Veo a Carlos Mazón, balbuceando en la tele, mintiendo como un niño pequeño, y no puedo evitar que en mi cabeza suenen Los Cuates de Sinaloa, "Ese compa ya está muerto. No más no le han avisado". Para los que no vivan en la Valencia de Europa: el tal Mazón es un hombrecico que ha medrado toda su vida en uno de los partidos políticos del turnismo español y al que le tocó ser presidente de la región en 2023. Es decir, con el apoyo de los bárbaros, llegó a ser el máximo dirigente de un territorio de más de cinco millones de habitantes, un país que si fuera un estado independiente, estaría aproximadamente en el puesto número 50 del mundo por PIB. En su partido, ya han decidido que hay que matar a Mazón. Pero todavía no saben en qué estercolero tirar su cadáver para minimizar los daños. Y es que el problema es que los bárbaros que lo apoyaron, sobrevuelan como buitres húngaros, pacientes, esperando en la puerta del hermoso palacio gótico del Carrer de Cavallers del Cap i Casal, afilando los instrumentos de tortura, esperando para ajustar cuentas con el mundo.

Mazón no parecía una persona demasiado inteligente. Los que le rodeaban tampoco. Es lo que tiene nuestro sistema de partidos. Tampoco tenía una ideología muy definida. Lo normal por aquí: alergia al valenciano que es cosa de separatistas, necesitamos más agua para la agricultura y para el golf, a Madrid no se le chista, sis mil, dotze mil, dos millons de peles! voy a misa cuando toque, falles, fogueres i "el caloret" y que los pobres paguen los coles concertados y la uni de los hijos de los ricos. Sin embargo, a mí no me caía mal. Supongo que ahora me da mucha lastimica la mala suerte que ha tenido. En otras circunstancias, quizá hubiera tenido una larga y brillante carrera política y hubiera acabado en algún consejo de administración. Pero mientras el esperado tsunami ahogaba a cientos de personas, él estaba echando un polvo o varios. Chiqui chiqui. Bombeando. Al empujismo. Erguido sobre las paticas de detrás, como un honorable perrete chico. Bum bum. Mala suerte. Peor suerte tuvieron los ancianos que murieron en sus propias casas, construidas encima de los marjales, porque nadie les avisó a tiempo de lo que venía. 

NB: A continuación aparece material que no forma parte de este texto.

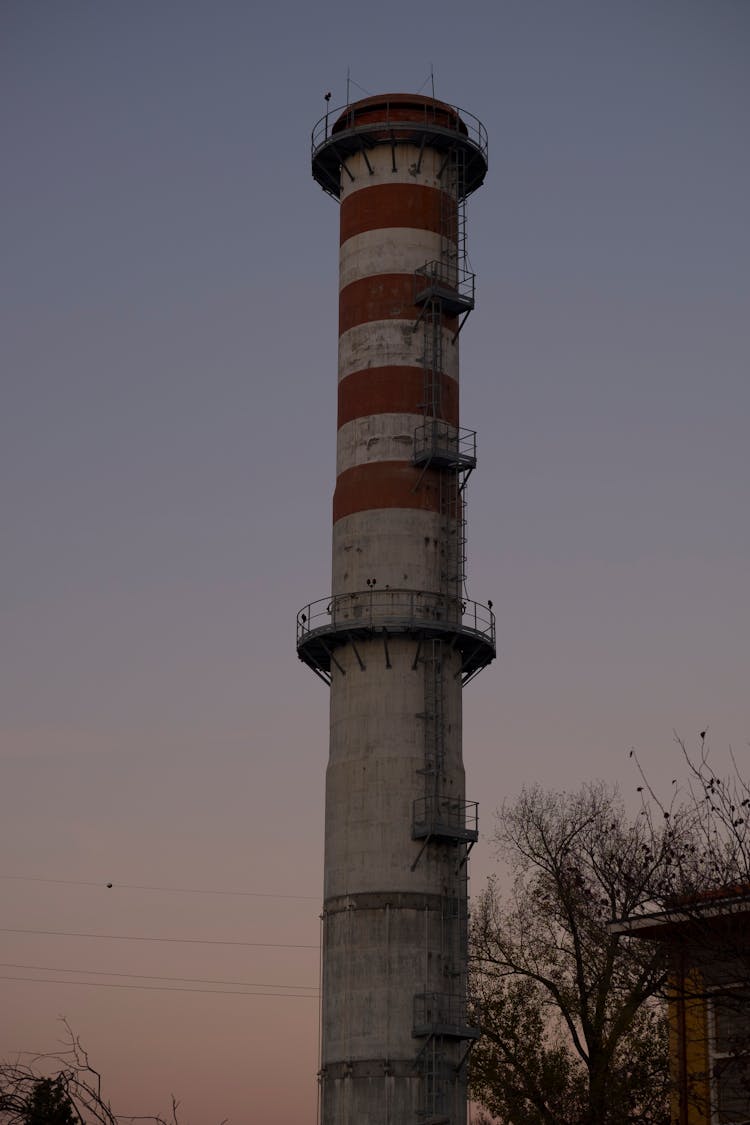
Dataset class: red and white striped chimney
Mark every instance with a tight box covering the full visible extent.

Anoche, volví a ver "El reino" (2018) de Sorogoyen. Narra la caída en desgracia de otro político. Pero en su tragedia hay diferencias con la de Mazón. Manuel (Antonio de la Torre) es un vicesecretario autonómico, espabilado y corrupto, que lucha contra el partido que lo ha dejado caer como "manzana podrida". Es el viejo "Agáchate, que vienen los nuestros". Es fácil reconocer en él a toda una generación de políticos del mismo partido que Mazón. Es el mismo escenario. Manuel y su hija se bañan en invierno en la Malvarrosa. Hay recalificaciones, ostentosos edificios públicos con cristaleras, maletines con cash, coches con chófer y trajes italianos a medida. Los compinches del partido comen platos maravillosos en restaurantes que miran al mar antiguo y bello. Paga el erario. Es el reino. De hecho, en el sur de Aragón, siempre se ha conocido al País Valenciano, precisamente, así, como "El reino". No sé si Sorogoyen sabía esto.

Cuando llegan las desgracias, nos damos cuenta de que el perfil de nuestros dirigentes políticos más que mediocre es macabro. Por incompetentes, más que por corruptos. Recuerden a esa consellera de mirada vacuna, que ya ha dimitido y que era la que nos tenía que proteger y que no sabía nada de emergencias. Todos ellos son licenciados en derecho, esa carrera universitaria que dejó de tener sentido hace un siglo, con la alfabetización universal. Todos ellos han estado amorrados al pesebre, al sueldo público, en las juventudes del partido, en alguna dirección general, en el bando ganador de las guerras internas, sin discutir, sin ideas propias. Nunca leyeron a Marx ni a Hayek. En realidad, esos coaches no son necesarios para acabar en el Senado o de agregado en Florida. Pero lo más terrible es que Mazón, Manuel el de la película y los fontaneros que mandan de Madrid para cortarles las cabezas, la consellera cortica, Ábalos, Pedro Sánchez y Núñez Feijóo son lo único que tenemos. Estos comegambas, rutinarios, lentos de mente, egoístas, comunes, previsibles, son la última barrera que nos protege de la barbarie parda que está en la puerta. Son la última trinchera ante esos bárbaros sedientos de sangre, que llevan meses celebrando el tsunami.